Building a high-performance marketing team to run the marketing machine is not easy. In the beginning, you don’t know which channels will work, so the earliest members of the team tend to be “swiss army knife” generalists that can take your nascent channels from 0 to 1.
As your company scales and growth engine becomes more complex, you need to hire specialists to run specific parts of the machine––channel experts, product marketing experts and infrastructure experts that can keep your marketing stack firing on all cylinders.
Identifying marketing talent undervalued by the market is key to building a winning team, particularly when resources are constrained. Startup marketing cannot be taught in a classroom, so the marketers you’ll want to hire are likely already doing marketing for other startups.
Getting your messaging and positioning right is hard. In the earliest stages, you spend a lot of time just trying to explain what you do and how it’s different from what exists. Your message needs to be functional and straightforward––but inspirational enough to drive action.
Very often the right words to describe your product will come directly from your customers, so listen closely. Very often the best messengers for your company’s pitch will also be your customers, so capture their stories in video or static formats so they can spread the gospel.
Once people understand what you do, your brand needs to stand for more than just the functional benefits your product delivers. You can and should start shifting into emotional territory to occupy a bigger space in the hearts and minds of both prospective and current customers.
Marketing is a value creation role, not a value protection one—and value creators have a strong bias towards action. Marketers will trade swift execution against the need for certainty over and over again by shipping fast, capturing learnings and iterating from there.
As a result, marketers tend to optimize for speed over thoughtfulness at the channel level early on. Functionally, this means you’ll be testing different strategies, tactics and concepts so fast that creative won’t sound or look consistent across channels.
As your marketing machine comes together, additional efficiencies can be gained by creating a cohesive brand look and feel, scalable systems for generating ownable creative and big campaign-level messages that can be deployed through all channels at once.
A strong brand creates a moat of defensibility around your company. For example, the best brands can raise prices (think Apple) and customers will continue to buy the product because the cost of switching is too high (functionally and/or emotionally).

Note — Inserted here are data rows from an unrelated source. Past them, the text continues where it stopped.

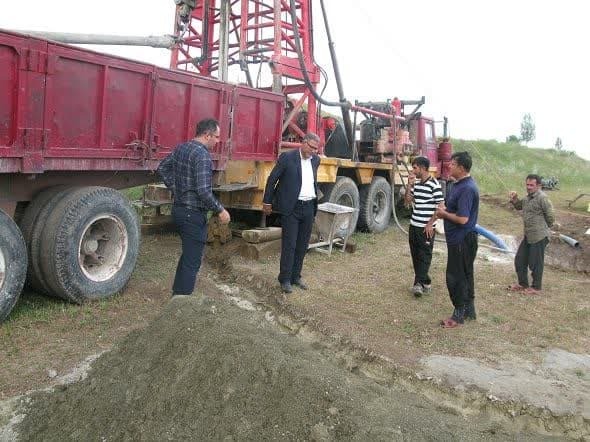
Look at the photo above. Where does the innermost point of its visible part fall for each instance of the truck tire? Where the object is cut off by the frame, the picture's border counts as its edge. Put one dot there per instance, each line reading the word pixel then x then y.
pixel 345 193
pixel 31 225
pixel 92 243
pixel 375 210
pixel 13 264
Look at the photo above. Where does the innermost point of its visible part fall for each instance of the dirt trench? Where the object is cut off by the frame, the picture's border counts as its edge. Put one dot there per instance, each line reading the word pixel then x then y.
pixel 206 369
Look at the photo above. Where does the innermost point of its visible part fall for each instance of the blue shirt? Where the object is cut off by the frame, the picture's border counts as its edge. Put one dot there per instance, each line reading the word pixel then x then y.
pixel 187 171
pixel 463 200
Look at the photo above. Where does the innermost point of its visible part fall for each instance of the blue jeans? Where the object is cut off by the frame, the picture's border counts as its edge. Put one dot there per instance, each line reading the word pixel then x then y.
pixel 294 240
pixel 192 227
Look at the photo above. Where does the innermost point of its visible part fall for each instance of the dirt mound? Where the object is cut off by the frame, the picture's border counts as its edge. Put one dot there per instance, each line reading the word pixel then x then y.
pixel 205 370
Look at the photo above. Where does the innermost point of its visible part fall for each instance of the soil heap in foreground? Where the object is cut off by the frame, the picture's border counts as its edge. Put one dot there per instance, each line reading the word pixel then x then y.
pixel 207 370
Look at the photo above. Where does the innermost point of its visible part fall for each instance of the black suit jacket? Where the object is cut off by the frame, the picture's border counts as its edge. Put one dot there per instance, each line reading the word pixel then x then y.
pixel 284 182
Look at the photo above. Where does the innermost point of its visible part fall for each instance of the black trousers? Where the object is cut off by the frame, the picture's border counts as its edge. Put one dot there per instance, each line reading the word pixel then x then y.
pixel 295 239
pixel 421 251
pixel 530 256
pixel 460 282
pixel 192 226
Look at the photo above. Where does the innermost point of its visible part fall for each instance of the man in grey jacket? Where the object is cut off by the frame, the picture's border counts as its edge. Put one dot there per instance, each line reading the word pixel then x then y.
pixel 538 216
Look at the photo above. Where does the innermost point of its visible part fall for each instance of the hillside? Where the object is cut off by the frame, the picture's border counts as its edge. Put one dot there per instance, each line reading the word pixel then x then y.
pixel 500 167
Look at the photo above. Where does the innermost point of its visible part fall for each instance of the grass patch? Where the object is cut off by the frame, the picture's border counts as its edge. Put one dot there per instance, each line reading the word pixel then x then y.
pixel 133 193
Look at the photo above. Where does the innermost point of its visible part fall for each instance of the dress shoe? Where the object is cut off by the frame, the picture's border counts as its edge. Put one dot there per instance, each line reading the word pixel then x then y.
pixel 300 284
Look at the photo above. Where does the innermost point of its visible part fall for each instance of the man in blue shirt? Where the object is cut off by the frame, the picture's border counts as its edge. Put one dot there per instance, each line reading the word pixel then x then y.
pixel 460 217
pixel 187 171
pixel 293 184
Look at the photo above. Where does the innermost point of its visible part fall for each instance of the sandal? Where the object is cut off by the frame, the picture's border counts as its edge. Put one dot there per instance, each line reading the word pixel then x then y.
pixel 515 288
pixel 531 291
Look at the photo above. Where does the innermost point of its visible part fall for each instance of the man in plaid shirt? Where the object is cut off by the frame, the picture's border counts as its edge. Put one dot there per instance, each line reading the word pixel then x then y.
pixel 187 171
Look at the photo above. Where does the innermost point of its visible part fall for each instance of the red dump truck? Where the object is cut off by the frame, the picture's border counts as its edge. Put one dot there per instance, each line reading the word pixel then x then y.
pixel 75 125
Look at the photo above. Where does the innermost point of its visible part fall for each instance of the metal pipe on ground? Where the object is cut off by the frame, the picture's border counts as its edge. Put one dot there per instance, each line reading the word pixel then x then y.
pixel 164 41
pixel 492 237
pixel 571 241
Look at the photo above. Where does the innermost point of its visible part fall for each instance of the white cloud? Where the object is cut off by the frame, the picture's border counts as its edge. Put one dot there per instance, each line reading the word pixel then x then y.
pixel 482 64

Your brand is a reflection of your values, your mission and how customers perceive you. Brand is an incredibly powerful internal and external asset. It impacts who you hire (missionaries vs. mercenaries) and who you exist to serve. It also differentiates you from competitors.
Being metrics focused is great but reaches a point of diminishing and ultimately negative returns if it becomes an excuse for being too inwardly focused (not talking to customers) or analysis paralysis (not making the hard choices).
Talking to customers is essential and you should chat with at least one customer every week. It will keep you grounded in the “why” underlying what you do and arm you with qualitative insights that will drive better decision making and intuition.
There are no shortcuts when it comes to great marketing. “Growth hacks” for products that don’t deliver real and lasting value are a waste of your and everyone else’s time. Remain laser focused on the customer and delivering the best experience possible. This is the north star.